You are yourself cross-disciplinary by training. How has your background in psychology and an epidemiology helped you in your own research and teaching?
“It has helped me to understand that the research problem should determine the research methodology, not the other way around. Researchers who are strongly focussed on the methods of a single discipline are like workman with few tools. If all you have is a hammer all problems will be ‘hammer problems’. If all you have is a wood saw, all problems will be ‘saw problems’. I try to help my colleagues and students have respect for the multiplicity of perspectives and methods that contribute to better health promotion research. We do not all have to be experts in the use of all our tools, as long as we have the right team of experts on the job.”
The department offers bachelor programmes in Public Health and Health Promotion, master programmes in Health Promotion and Health Psychology; Gender and Development; and Child Welfare; as well as an international master programme in Health Promotion. You have won teaching prizes and are known to put your students first. What is the biggest impact of the work you do at Hemil?
“I hope that my work advising masters and PhD students in their budding research careers has a lasting impact, and leads them to a productive and satisfying researcher life. I have learned that the single most important thing I do is illuminate their innate skill, their intelligence and their devotion to excellence – so that they come to see these qualities in themselves.”
Today Hemil carries out research in a variation of fields like stress and health, HIV / AIDS, gender and development, political violence and poverty, bullying in schools, child welfare and social inequality and health policies of different countries. What areas of research should have priority in the near future? Is it important to integrate teaching into this research?

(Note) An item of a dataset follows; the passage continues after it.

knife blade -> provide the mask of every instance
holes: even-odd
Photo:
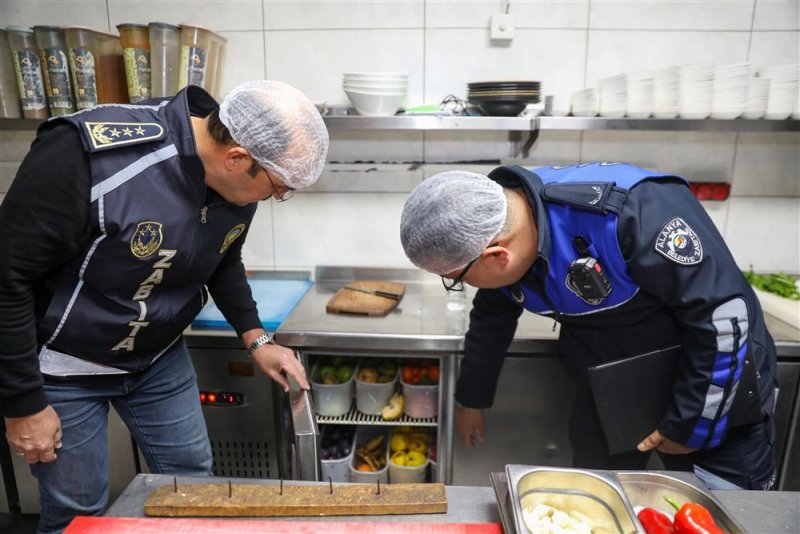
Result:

“There is much talk these days about the need to integrate teaching and research. The idea is that universities have a unique niche in higher education, as places where student scholars rub elbows with senior scholars. The idea is that both benefit, just as the master and the apprentice are both meant to benefit in the skilled trades. Let us learn from the tradesmen. Integrating research and teaching is more than just delivering research-based lectures to students. All university students should participate in the academic staff’s research groups, doing research with senior researchers, and not just directed by senior researchers. We must move from an ‘us-them’ mentality, to appreciate students as colleagues who add positive value to our research, if we will only invite them in to the workroom.”